Cryptogrammes
p. 71-76
Texte intégral
1On appelle cryptogramme un écrit en caractères secrets. Une telle écriture peut être, au sens le plus strict du terme, chiffrée. Elle peut aussi utiliser, d’une manière inhabituelle, la lettre.
2Dès l’Antiquité, on eut recours à de tels langages codés. Pour chacun des deux types principaux de cryptogrammes, je me contenterai d’un seul exemple, en suggérant, les deux fois, le passage d’une donnée ancienne à une reprise moderne.
3Comme e dans l’alphabet romain qui est resté le nôtre, l’é fermé, epsilon, était la cinquième lettre de l’alphabet grec. Dans le roman de Vassilis Alexakis, La Langue maternelle (1995), Pavlos rentré après coup de Paris à Athènes redécouvre son pays d’origine et tente longuement d’élucider un mystère qui semble contenir toutes ses incertitudes : que signifie l’epsilon majuscule, la lettre isolée, gravée à Delphes, à l’entrée du temple d’Apollon, parmi les maximes énoncées par les Sept Sages (« Connais-toi toi-même », « Rien de trop ») ? Plutarque, au ier siècle après Jésus-Christ, avait consacré à cette question un traité, Sur l’E de Delphes,1 dont les réponses ne satisfont guère le Pavlos d’Alexakis. Il multiplie les suggestions par mise en valeur de l’initiale, et déclare que la solution chiffrée, en revanche, ne l’enchante guère :
Je crois comprendre pourquoi il parle tant du nombre 5. La plupart des mots inscrits dans mon cahier, je les ai choisis arbitrairement. Je n’ai pas noté le 5. Les chiffres ne m’ont jamais intéressé. Je n’ai de préférence pour aucun.2
4Pourquoi l’epsilon ne désignerait-il pas tout aussi bien le nombre 1, éna, puisqu’il commence par cette lettre ?3
5De telles spéculations apparaissaient dans le conte d’Edgar Poe intitulé Le Scarabée d’or (The Gold-Bug).
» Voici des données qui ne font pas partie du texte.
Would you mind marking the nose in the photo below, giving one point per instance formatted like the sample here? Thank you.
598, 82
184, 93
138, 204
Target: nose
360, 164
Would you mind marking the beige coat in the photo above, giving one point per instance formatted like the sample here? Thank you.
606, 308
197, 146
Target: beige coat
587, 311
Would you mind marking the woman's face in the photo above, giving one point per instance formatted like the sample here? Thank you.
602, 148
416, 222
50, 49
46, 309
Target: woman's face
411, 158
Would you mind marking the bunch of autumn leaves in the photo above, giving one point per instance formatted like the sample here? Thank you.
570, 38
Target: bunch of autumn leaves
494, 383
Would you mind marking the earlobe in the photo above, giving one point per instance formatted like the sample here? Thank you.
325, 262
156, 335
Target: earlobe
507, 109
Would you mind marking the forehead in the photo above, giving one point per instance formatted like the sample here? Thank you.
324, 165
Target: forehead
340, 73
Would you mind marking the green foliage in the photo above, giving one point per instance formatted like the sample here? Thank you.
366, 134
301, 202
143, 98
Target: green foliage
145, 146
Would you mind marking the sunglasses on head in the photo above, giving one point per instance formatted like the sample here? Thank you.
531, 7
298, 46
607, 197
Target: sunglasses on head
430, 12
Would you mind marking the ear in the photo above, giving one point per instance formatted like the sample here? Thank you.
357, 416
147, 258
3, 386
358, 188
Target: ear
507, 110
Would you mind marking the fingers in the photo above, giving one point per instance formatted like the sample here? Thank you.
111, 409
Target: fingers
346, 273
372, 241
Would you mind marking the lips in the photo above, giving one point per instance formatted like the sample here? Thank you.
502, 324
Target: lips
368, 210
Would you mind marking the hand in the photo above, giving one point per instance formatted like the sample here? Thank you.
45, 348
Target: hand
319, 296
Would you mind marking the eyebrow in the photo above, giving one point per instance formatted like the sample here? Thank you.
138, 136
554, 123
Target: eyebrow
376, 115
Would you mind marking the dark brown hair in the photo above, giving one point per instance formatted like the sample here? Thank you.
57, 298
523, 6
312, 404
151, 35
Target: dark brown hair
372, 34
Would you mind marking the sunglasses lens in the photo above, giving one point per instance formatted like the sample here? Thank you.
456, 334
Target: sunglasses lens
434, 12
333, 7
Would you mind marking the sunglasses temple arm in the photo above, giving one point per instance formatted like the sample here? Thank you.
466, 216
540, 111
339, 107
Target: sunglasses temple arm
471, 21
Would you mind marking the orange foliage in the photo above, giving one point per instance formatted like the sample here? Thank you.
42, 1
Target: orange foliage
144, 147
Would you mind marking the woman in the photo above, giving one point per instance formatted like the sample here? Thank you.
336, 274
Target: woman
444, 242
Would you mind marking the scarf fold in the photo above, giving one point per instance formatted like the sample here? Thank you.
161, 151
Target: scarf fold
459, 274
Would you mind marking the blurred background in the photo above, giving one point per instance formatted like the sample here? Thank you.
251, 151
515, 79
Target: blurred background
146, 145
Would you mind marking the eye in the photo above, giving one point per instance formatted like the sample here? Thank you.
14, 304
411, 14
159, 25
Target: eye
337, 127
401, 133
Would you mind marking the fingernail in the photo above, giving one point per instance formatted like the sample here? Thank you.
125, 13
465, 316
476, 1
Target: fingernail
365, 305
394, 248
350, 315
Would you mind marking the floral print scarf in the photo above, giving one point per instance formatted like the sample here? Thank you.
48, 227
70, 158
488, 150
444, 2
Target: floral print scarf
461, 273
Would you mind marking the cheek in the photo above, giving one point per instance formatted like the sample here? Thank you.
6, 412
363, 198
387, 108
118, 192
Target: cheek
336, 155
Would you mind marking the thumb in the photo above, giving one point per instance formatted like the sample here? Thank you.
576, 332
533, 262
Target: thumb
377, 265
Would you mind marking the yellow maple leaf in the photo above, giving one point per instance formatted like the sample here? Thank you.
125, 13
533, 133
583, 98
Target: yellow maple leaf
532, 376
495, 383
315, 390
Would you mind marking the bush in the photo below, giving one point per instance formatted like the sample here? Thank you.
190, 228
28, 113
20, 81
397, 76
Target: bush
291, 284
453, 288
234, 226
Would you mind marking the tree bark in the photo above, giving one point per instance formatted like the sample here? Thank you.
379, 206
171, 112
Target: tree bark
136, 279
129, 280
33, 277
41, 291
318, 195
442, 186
William Legrand, déchiffrant un mystérieux parchemin, y explique que, « dans tous les cas d’écriture secrète, – la première question à vider, c’est la langue du chiffre ».4 Sans entrer dans le détail d’un cryptogramme particulièrement compliqué, je retiendrai deux notations : le e est la lettre qui se rencontre le plus fréquemment en anglais ; et, puisque le caractère dominant dans le document étudié par Legrand est le 8, il décide que 8 représentera e.
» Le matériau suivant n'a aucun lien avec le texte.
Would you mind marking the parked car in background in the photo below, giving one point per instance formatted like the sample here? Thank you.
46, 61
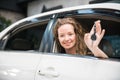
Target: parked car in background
28, 50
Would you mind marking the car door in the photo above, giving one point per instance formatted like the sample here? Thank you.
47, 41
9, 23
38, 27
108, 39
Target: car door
69, 67
57, 66
20, 54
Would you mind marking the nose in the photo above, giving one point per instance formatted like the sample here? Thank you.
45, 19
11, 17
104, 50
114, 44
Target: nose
66, 38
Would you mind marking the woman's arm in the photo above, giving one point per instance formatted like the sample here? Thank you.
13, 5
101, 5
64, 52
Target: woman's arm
93, 44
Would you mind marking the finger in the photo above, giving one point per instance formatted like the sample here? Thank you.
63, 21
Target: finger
92, 30
98, 27
102, 33
87, 36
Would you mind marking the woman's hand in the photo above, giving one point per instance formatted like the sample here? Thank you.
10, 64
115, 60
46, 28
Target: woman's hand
93, 44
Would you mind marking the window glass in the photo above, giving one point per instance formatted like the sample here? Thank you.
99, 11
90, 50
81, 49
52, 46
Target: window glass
26, 38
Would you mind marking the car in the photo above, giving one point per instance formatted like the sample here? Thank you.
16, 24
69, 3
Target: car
28, 50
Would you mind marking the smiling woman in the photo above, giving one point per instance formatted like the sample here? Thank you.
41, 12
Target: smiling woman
71, 38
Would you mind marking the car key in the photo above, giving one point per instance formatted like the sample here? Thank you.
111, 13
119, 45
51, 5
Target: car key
93, 37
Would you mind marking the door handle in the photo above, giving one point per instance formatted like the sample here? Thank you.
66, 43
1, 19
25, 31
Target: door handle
48, 72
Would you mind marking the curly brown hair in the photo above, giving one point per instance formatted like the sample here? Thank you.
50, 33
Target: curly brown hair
81, 48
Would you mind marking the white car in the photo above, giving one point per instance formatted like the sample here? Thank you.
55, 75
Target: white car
28, 50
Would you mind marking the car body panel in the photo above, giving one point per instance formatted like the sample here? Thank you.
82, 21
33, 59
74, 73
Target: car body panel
18, 65
54, 67
48, 64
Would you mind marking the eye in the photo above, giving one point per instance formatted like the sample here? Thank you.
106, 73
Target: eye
61, 35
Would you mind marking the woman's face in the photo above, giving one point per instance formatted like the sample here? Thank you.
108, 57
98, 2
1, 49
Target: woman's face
66, 36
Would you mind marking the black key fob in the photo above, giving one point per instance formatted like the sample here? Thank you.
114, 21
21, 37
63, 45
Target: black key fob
93, 37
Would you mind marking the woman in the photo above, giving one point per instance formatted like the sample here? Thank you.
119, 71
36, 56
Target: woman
71, 38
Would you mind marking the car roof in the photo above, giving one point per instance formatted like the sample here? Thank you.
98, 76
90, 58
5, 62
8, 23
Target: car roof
88, 6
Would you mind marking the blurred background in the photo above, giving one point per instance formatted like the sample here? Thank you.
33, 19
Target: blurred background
14, 10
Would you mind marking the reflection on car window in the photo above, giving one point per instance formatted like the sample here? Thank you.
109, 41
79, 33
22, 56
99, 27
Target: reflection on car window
27, 39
6Georges Perec a joué à son tour avec le e (et avec l’epsilon monopolisé, donc capturé dans son recueil de 1967 par son ami Jacques Roubaud5). Le « scrivain », le scriptor s’en est privé volontairement pour écrire La Disparition (1969), faisant revenir cette seule voyelle dans Les Revenentes (1972), – avec un trucage orthographique visiblement venu de la différance derridienne. Il met encore cette voyelle en valeur avec la dédicace « Pour E. » de W, ou le souvenir d’enfance (1975), même si, conformément à un autre projet de Rimbaud, la spéculation sur la consonne semble succéder à l’intérêt exclusif porté aux voyelles. Perec fait bien de la cinquième lettre de l’alphabet un usage chiffré quand, dans le premier roman de cette sorte de trilogie, il saute du chapitre 4 au chapitre 6, laissant donc un vide à la place du chapitre 5, comme se trouve évacuée du livre la lettre correspondante. Ce creux, ce blanc, intervient, dans le livre, immédiatement avant l’annonce de la disparition d’Anton Voyl, et après une reprise apparemment plaisante de la rencontre mythique entre Sphinx et un Œdipe qui se nomme Aignan, et qui est fils de Logos.
7Le logos, sinon le laïus, retrouve tous ses droits quand le cryptogramme ne met en jeu que des lettres. Suétone et Aulu-Gelle rapportent que César, pour sa correspondance secrète, usait d’une manière subtile de l’alphabet. Chaque lettre était avancée de quatre rangs. Il remplaçait a par d, b par e, et ainsi de suite.
8Autre exemple : Benjamin Constant, dans son Journal intime dont la publication tardive, longtemps retardée, a posé de redoutables problèmes à ses éditeurs, a usé de caractères grecs, peut-être pour que ses domestiques ne pussent lire ses pensées secrètes.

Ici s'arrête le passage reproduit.